This is a question that might not even emerge initially in the minds of IT security professionals. However, when we take a closer look, the differences are clear. Consider the history of IT and SCADA networks. The original “killer app” for IT networks was mainframe transaction processing. The original model for IT systems was a leger book – keep track of the money. The data in the leger book is what was important. This perspective continues to this day.

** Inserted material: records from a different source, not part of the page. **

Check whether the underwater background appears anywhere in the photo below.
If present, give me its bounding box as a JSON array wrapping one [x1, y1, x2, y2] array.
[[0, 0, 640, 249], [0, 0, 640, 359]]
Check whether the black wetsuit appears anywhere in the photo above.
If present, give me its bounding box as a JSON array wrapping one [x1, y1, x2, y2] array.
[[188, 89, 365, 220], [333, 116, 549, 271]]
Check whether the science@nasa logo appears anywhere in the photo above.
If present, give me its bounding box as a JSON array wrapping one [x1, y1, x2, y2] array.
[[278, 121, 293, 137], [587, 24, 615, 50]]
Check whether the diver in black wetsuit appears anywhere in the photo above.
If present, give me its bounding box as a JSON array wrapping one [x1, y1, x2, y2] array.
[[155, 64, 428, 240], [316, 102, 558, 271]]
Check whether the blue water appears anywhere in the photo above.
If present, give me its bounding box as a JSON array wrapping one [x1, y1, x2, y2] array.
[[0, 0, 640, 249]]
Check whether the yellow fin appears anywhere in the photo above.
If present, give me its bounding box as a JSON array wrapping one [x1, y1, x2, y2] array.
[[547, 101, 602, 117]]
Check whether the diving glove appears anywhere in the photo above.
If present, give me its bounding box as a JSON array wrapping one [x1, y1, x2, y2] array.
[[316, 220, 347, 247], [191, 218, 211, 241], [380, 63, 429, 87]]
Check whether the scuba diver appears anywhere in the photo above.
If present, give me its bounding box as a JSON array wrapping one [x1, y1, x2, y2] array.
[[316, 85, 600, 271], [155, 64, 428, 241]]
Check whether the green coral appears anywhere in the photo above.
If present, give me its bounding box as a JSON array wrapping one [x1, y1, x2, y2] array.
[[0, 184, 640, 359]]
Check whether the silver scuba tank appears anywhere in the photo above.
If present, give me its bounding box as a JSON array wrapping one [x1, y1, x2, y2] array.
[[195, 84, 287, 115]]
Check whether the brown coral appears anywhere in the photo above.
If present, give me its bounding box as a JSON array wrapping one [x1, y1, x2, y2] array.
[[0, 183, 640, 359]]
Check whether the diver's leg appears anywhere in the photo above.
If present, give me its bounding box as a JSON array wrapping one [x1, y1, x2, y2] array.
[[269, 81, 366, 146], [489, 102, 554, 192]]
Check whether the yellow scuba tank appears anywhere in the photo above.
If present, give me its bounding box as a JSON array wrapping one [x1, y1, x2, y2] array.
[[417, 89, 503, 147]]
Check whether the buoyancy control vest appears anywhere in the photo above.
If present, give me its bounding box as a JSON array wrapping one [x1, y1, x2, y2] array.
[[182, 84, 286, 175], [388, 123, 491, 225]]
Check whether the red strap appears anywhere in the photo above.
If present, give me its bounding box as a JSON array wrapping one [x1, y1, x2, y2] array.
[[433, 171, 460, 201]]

Where did SCADA networks come from? Before there were SCADA networks we controlled physical processes with switches, dials and gauges. When these were automated, gauges produced monitoring data, and switches and dials accepted computer control commands. Now think about this – how much do operations people care when someone far away takes out their binoculars and looks at our gauges, and steals our monitoring data? We generally care somewhat. Sometimes that data is a trade secret. The consequences of stealing monitoring data are similar on IT networks and OT networks.
Now – how much do we care if a stranger walks into our facility, walks up to our equipment and starts turning our dials and throwing our switches? We generally care enormously. Messing up the physical process can kill us, can shut down our billion-dollar production lines, and can corrupt outputs like clean water or pharmaceutical products. In short, tampering with physical processes put public safety at risk. Monitoring is data. Control signals are much, much more important than data.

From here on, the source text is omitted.